Every county in the state faces a budget shortfall, but that was no comfort to Kitsap officials who announced their own cuts at a somber meeting Sept. 3.

In 2003, county officials must trim 10 percent from the General Fund budget of $65 million, and an additional 5 percent in 2004, according to Commissioner Tim Botkin.

The shortfall was blamed on lower sales tax revenues, on tax-cutting initiatives such as I-747, and on higher employee insurance rates.

During the meeting at the Givens Community Center, County Administrator Malcolm Fleming said officials would try to minimize the impact on specific departments by implementing “systemwide cuts.”

Nonetheless, individual county departments will face cuts.

Kitsap County prosecutor Russ Hauge said he would have to essentially eliminate the special sexual assault and drug unit, as well as cut six deputy prosecutors.

“We’ll have lost all the progress we’ve made,” Hauge said.

His sentiment was echoed by Bert Furuta, Kitsap County personnel and human services director.

The Human Rights Commission’s hours would be cut, legal advocates for domestic violence victims would be eliminated and several youth programs would be scaled back or eliminated.

Sheriff Steve Boyer announced he would have to trim 21 employees, including 19 deputies, and scale back the capacity of the jail expansion from 275 to 190 beds. The Kingston office would likely close.

“The public can expect to see an increase in response time,” Boyer said.

Ned Delmore, director of the juvenile justice department, worried that the security of staff and kids would be risked by budget cuts. On the chopping block are five detention officer positions, a truancy specialist and a court services position.

“We’ll do everything we can to preserve people’s safety, but we’re on the edge with this,” Delmore said.

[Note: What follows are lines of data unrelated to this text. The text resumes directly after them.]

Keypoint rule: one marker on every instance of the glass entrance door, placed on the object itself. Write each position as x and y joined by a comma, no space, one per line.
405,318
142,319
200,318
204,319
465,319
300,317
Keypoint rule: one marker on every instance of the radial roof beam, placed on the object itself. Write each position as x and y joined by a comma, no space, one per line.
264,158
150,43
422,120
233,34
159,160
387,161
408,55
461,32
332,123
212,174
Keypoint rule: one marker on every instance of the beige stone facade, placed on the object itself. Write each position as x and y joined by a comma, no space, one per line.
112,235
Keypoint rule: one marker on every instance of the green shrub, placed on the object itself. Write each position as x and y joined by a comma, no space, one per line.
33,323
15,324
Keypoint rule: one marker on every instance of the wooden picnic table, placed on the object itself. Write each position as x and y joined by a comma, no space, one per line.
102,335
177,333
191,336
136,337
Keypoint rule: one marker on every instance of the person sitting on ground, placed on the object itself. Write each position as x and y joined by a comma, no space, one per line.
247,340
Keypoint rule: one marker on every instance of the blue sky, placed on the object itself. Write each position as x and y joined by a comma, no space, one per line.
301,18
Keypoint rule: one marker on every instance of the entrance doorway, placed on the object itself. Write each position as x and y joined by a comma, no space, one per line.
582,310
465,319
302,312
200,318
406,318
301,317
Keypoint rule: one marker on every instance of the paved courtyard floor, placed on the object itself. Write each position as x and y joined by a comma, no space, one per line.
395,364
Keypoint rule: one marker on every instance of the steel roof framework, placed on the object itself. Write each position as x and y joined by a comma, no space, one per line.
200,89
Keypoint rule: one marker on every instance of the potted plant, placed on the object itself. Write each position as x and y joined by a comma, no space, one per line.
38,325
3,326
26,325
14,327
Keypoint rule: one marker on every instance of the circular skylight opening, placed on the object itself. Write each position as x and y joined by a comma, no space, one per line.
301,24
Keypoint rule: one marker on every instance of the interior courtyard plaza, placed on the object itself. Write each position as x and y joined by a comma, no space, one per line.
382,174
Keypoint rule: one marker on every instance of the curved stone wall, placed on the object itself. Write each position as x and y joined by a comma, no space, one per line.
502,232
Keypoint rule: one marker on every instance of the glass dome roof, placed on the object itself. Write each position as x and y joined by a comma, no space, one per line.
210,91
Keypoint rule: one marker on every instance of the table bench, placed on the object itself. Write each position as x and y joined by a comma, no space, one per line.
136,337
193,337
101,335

Complicating matters, several county offices, including the coroner, treasurer, assessor and the auditor, have functions mandated by law, making cuts almost impossible.

Many agencies proposed raising fees or taxes to cover the shortfall, and commissioners are considering filing a petition to lift the cap on property tax increases, said spokeswoman Terrie O’Neill.

“They have to decide at the end of September whether it will be on the ballot,” O’Neill said.

At the conclusion of the meeting, Commissioner Jan Angel said state residents have sent a message by voting for tax-cutting initiatives that they don’t want new taxes.

“We can’t keep expecting revenue to come from property tax,” she said.

Wages can’t be cut, Angel said, because they must be negotiated with unions. She stressed the importance of eliminating non-essential programs, and criticized the state for sending unfunded mandates to the county.

“If we want an event in this community, it has to pay for itself,” Angel said.

Earlier in the meeting Fleming proposed cutting a fund for “unanticipated expenses,” used to put on events like the Kitsap Rally held after Sept. 11, 2001 and the recent broadband summit at the Admiral Theatre.